BPro is also a private sector advisor to the National Association of Secretaries of State Election Cybersecurity Task Force. Part of its mission is to “foster partnerships with public/private stakeholders, including DHS and other federal government entities.” Facebook, Microsoft and Amazon are also advisors to the task force.

Sarpy County is the county just south of Omaha’s Douglas County. They were some of the first counties that used AIS voting equipment.

In October, Google announced it was building a $600 million data center there. It’s joining Facebook, Level 3, Google, Microsoft, Yahoo, PayPal and TD Ameritrade who already have data centers in the area.

TD Ameritrade was founded by Joe Ricketts. He has a net worth of $2.7 billion. He’s the owner of the Chicago Cubs and a major Trump supporter. In 2015, he bought nearly 1,000 acres in Sarpy County to build a “church inspired” spiritual retreat. He said he was “giving the land back to God.”

Kiewit recently completed the construction of the USSTRATCOM Command Center in Sarpy County.

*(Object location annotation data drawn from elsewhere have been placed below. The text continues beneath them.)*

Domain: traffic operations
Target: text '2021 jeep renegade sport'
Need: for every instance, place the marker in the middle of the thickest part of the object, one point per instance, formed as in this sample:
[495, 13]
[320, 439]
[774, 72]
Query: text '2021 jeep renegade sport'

It also built Nebraska’s FBI headquarters and the Air Force Weather Agency headquarters, located in Bellevue, Nebraska.

Admiral James O. Ellis, Jr., a retired 4-star admiral and former Commander at USSTRATCOM, is a former Chairman of the Board of Level 3.

In October, Sarpy County signed a three-year contract with Scytl to provide election reporting services. The service stores all voter election data on Scytl’s rented cloud servers. All central scan units used to record votes in Nebraska are made by ES&S. Level 3 has multiple data centers in Omaha and is the area’s largest ISP.